The “good” song birds actually appreciate crows in the winter too. Crows announce loud and clear when you fill the feeder, if there is a predator nearby, and will defend their territory against incoming hawks.

However if you are supporting too many crows, there are a few techniques to reducing the numbers that visit your feeders.

Keeping the crows at bay

1) Change seed: Take away cracked corn or food scraps, their favorite foods. Switch to an all safflower seed diet for a few weeks. Squirrels, blackbirds, starlings, and crows don’t like safflower. It may take awhile for the other songbirds to accept the change but it is a favorite with cardinals and chickadees. And gradually the rest of the songbirds will switch over to safflower.

2) Change your bird feeders: Replace platform or hopper feeders with tube feeders, the Squirrel Buster Plus weighted perch feeder, or the upside down suet feeder.
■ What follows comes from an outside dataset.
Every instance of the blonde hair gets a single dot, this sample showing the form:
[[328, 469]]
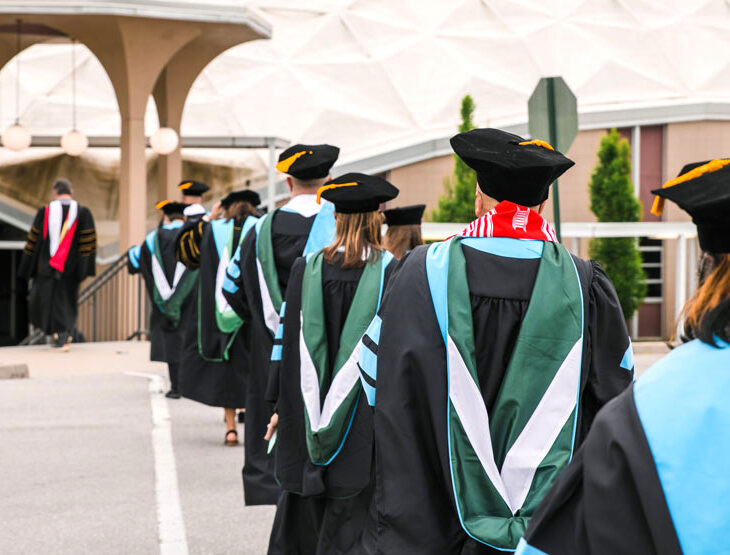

If the birds are unable to sit and eat comfortably they will probably move on to easier feeding areas.

3) Keep larger birds away from spilled seed: Since song birds knock seed out of feeders, limit access to spilled seed by placing rocks or shrubs beneath your feeders. Smaller birds will be able to hop in and out of tiny places, unlike crows.

4) Make the area more desirable for songbirds: Lots of trees will make them feel secure, as will the presence of a constant water source. Blackbirds and Crows prefer the open fields or yards.

I hope these tips reduce the number of crows at your feeders to an acceptable level. Thanks for the question.

Thanks so much for the information!  I don't dislike the crows and ravens, there is a large flock of both that are my neighbors, and I quite enjoy them.  We had a great horned owl that made its home in our willow tree this past winter and it was quite interesting to watch the different ways the crows would try to make it leave their territory.  Just recently they have taken over my yard, knocking down the feeders for the smaller birds in order to get to the feed inside.  And they run off the cardinals and blue jays and doves.  I think I will have to place more feeders for them so that they all can have food, I don't want any of them to leave.  I could do without them perching outside my window every morning however, announcing that they are ready to eat.  They don't stop until I come out and fill the feeders every morning.  And I am certainly spending a lot more money, but we do quite enjoy having them around.  Thank you so much for taking the time to respond to me.  I appreciate it.